Washington — The number of individual retirement accounts (IRAs) invested in mutual funds jumped 63 percent in the first two months of this year, the Investment Company Institute reports. ''Mutual funds have made a gratifying start toward their target of around $6 billion a year in IRAs for the next several years,'' ICI president David Silver said.
The ICI said the increase was six times as fast as the average for comparable periods in other years. Since Jan. 1, when new tax rules opened these tax-deferred retirement programs to virtually everyone who works for a living, more than 300,000 new accounts have been started.
By the beginning of March, 814,000 new IRAs were invested in mutual funds. At the beginning of January, the total was almost exactly 500,000.

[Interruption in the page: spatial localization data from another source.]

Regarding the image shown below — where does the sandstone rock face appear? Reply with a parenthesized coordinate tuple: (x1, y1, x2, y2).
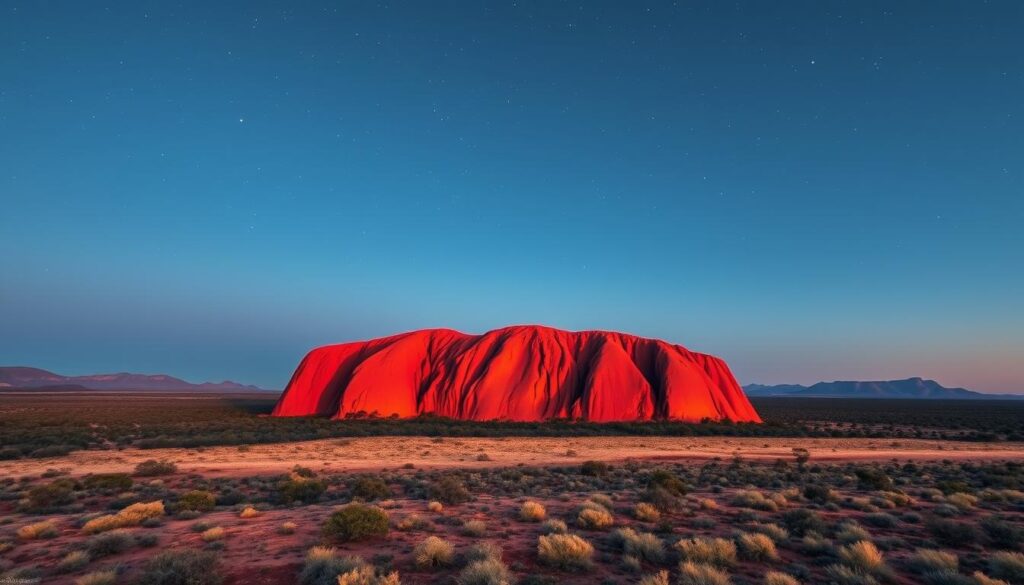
(272, 325, 761, 423)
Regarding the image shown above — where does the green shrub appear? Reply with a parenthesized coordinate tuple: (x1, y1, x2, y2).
(83, 473, 133, 491)
(580, 461, 609, 476)
(139, 549, 222, 585)
(279, 472, 327, 504)
(26, 478, 76, 510)
(782, 508, 826, 537)
(855, 468, 893, 491)
(612, 527, 664, 563)
(322, 503, 389, 542)
(87, 529, 136, 557)
(178, 490, 216, 512)
(428, 475, 471, 505)
(350, 476, 391, 501)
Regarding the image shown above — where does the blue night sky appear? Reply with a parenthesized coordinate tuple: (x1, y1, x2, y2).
(1, 2, 1022, 392)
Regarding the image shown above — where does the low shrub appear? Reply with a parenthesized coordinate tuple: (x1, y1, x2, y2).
(396, 513, 430, 531)
(576, 500, 613, 530)
(988, 552, 1024, 583)
(428, 475, 471, 505)
(542, 519, 568, 534)
(782, 508, 826, 537)
(908, 549, 958, 574)
(675, 537, 737, 568)
(17, 519, 58, 540)
(178, 490, 216, 512)
(737, 532, 778, 561)
(201, 526, 225, 542)
(427, 501, 443, 513)
(612, 527, 664, 563)
(323, 503, 389, 542)
(278, 472, 327, 504)
(519, 501, 546, 522)
(75, 570, 117, 585)
(134, 459, 177, 476)
(764, 572, 799, 585)
(299, 546, 364, 585)
(462, 519, 487, 537)
(83, 501, 165, 534)
(538, 533, 594, 570)
(838, 541, 887, 576)
(635, 502, 661, 522)
(465, 542, 503, 563)
(278, 521, 298, 535)
(335, 565, 400, 585)
(639, 571, 669, 585)
(825, 564, 880, 585)
(239, 506, 260, 519)
(57, 550, 91, 573)
(83, 473, 133, 491)
(350, 476, 391, 501)
(140, 549, 223, 585)
(413, 536, 454, 568)
(457, 557, 514, 585)
(677, 561, 731, 585)
(26, 479, 76, 510)
(87, 529, 136, 557)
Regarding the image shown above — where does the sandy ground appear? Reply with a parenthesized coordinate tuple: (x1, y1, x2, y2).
(5, 435, 1024, 479)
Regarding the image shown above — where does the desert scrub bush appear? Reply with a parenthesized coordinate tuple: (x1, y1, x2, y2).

In the two intervening months the assets of mutual fund IRAs went up to $3.1 billion, a 21 percent increase of $530 million.
Money market mutual funds accounted for 68 percent of the gain in assets, the ICI said. The growth in the actual number of accounts, however, was about equally divided between money funds and all other mutual funds.
An IRA has two tax advantages. First, any contributions are tax free, thus reducing the contributor's current taxes immediately.
Second, all earnings on an IRA investment are tax-free until the money is withdrawn, probably after the contributor retires. At that time, most people's incomes fall sharply, so they move into a lower tax bracket.